When Aitken claims he’s on holiday in Sunderland or Preston or Chelmsford, he’s sometimes met with reactions of suspended disbelief from locals, but although some express degrees of incredulity, by and large, people are stoic, phlegmatic, but often quietly optimistic about their cities, as demonstrated in this exchange:

I asked the girl who flogged me the jumper what she would change about Limerick, given a wand and carte blanche. “The perception of the place”, she said. “It’s all here. And it’s only going to get better. We just need people to know.”’. 

The airways to far-flung pockets of the planet may have reopened, post-COVID , but here Aitken turns his gaze inwards rather than outwards, facing the opposite direction to everybody else, once again. And it pays off: Sh*tty Breaks might well be his best venture and voyage yet.

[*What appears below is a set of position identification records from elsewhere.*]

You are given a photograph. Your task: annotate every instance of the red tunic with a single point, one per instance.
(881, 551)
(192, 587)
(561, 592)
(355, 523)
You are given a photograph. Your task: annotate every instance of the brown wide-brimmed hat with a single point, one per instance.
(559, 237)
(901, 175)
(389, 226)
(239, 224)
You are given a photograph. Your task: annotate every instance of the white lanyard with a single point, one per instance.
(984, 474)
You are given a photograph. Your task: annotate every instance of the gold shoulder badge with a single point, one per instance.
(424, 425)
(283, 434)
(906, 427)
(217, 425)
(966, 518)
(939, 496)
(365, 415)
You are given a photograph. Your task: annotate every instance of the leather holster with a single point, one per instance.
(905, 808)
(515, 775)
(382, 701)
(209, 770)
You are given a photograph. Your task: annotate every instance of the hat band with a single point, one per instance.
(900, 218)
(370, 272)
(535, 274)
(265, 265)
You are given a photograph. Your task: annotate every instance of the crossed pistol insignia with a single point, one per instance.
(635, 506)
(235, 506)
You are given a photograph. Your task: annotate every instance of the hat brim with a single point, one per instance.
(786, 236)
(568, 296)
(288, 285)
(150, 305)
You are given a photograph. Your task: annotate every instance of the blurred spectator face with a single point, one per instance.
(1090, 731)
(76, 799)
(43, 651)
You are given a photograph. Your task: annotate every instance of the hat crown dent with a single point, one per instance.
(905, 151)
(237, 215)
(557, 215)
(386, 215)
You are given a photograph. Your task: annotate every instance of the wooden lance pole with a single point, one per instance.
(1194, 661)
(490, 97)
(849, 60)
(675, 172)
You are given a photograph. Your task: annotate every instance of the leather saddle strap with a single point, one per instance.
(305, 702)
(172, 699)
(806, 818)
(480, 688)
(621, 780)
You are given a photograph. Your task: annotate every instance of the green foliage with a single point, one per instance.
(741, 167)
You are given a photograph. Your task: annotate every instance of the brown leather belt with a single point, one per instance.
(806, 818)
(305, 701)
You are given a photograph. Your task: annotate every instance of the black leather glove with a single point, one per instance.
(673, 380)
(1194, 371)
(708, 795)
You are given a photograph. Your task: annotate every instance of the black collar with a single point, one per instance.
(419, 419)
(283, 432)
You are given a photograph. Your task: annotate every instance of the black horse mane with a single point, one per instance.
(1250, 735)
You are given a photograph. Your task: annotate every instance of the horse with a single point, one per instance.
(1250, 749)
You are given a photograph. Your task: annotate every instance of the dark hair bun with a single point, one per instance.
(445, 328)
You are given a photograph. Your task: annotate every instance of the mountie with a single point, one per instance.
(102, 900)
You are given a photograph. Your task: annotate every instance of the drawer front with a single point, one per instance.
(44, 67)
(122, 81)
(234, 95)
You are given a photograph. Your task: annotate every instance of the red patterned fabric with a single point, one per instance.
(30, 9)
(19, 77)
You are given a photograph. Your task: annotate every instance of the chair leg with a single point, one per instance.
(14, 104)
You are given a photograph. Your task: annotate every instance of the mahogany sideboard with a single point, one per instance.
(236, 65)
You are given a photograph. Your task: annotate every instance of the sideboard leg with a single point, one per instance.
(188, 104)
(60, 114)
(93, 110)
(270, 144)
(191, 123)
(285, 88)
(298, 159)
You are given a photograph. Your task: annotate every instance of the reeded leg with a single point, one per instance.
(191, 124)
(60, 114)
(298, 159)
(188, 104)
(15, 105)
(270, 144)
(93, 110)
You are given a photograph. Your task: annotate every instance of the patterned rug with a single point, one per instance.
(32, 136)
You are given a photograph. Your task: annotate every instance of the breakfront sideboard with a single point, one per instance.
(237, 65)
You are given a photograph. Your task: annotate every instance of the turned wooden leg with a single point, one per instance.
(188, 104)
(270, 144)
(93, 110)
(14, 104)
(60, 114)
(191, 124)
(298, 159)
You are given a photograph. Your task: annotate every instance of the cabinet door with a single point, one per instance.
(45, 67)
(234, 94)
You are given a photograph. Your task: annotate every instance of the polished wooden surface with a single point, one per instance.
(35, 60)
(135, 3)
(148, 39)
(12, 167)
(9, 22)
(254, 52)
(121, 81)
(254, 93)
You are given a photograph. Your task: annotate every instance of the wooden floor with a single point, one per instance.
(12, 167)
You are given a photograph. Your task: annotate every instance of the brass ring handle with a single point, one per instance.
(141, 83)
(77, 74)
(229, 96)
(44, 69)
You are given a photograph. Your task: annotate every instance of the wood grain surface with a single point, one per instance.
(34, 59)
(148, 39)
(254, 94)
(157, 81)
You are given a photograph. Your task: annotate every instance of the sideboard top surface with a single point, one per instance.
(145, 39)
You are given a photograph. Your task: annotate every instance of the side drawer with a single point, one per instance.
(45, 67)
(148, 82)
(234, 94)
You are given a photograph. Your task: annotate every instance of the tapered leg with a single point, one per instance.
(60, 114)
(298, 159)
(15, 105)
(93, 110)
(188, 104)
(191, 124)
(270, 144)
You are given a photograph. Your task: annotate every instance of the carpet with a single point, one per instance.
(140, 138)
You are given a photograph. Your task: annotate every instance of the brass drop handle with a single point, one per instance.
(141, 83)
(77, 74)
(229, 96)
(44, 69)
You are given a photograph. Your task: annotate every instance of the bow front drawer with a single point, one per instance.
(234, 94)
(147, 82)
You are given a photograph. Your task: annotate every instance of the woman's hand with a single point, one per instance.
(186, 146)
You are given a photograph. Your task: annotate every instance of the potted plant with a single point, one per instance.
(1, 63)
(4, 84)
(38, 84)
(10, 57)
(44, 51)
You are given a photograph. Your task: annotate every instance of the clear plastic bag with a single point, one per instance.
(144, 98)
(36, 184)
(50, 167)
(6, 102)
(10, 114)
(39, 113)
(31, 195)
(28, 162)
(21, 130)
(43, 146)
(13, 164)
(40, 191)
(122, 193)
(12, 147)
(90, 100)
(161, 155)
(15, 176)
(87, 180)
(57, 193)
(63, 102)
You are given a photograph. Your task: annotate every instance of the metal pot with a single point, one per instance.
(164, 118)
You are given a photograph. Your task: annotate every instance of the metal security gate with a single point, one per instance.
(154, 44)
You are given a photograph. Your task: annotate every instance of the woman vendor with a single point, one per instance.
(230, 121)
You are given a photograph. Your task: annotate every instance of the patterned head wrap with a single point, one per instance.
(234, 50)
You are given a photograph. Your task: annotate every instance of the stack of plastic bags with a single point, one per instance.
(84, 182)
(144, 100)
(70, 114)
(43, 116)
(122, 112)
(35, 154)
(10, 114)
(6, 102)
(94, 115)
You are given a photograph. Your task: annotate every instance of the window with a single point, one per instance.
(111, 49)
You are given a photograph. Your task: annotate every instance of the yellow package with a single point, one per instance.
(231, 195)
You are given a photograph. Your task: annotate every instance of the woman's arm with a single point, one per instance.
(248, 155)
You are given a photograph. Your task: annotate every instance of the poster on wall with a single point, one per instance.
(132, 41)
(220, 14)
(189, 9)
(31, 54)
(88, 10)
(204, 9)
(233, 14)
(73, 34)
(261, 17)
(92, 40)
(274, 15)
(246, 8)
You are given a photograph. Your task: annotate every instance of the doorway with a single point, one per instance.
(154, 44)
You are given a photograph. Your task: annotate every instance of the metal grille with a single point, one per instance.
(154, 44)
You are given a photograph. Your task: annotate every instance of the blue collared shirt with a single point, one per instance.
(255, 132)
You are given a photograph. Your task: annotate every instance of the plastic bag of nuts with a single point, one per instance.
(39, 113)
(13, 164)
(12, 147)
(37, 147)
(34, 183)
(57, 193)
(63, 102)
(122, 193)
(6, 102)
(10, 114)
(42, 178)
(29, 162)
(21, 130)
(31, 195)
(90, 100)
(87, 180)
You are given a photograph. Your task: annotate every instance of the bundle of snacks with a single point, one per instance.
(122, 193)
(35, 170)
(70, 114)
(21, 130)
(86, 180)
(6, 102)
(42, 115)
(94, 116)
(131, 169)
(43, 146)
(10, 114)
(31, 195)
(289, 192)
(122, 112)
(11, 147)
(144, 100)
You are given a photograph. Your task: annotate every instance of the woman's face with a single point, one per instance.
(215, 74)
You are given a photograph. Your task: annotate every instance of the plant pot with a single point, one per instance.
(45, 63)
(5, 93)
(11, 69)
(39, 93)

In fact, I’d go as far as to say he’s nailed it with  Sh*tty Breaks – and I hope that each of these uncelebrated, yet lyrically and lively cities stock copies of this book in their bookstores and libraries and at their rail and bus and ferry terminals. The presence of this book jostling for shelf space with the habitual postcards, regional souvenirs and trinkets would serve as a testament to their unique character and spirit.

More significantly, local authorities need to acknowledge the importance of encouraging cultural renewal and fresh perspectives. This requires genuine investment that draws on each city’s unique history, culture, architecture, natural environment, people, and language—bringing these qualities to the public eye. By celebrating assets and abnormalities, retelling old stories and showcasing them to attract visitors and residents alike, perhaps, then, these cities can start climbing the ranks of tourist hotspot blogs, drop out of the ‘Worst Places to Live’ lists and start enjoying the advantages seen in their more auspicious, affluent neighbours.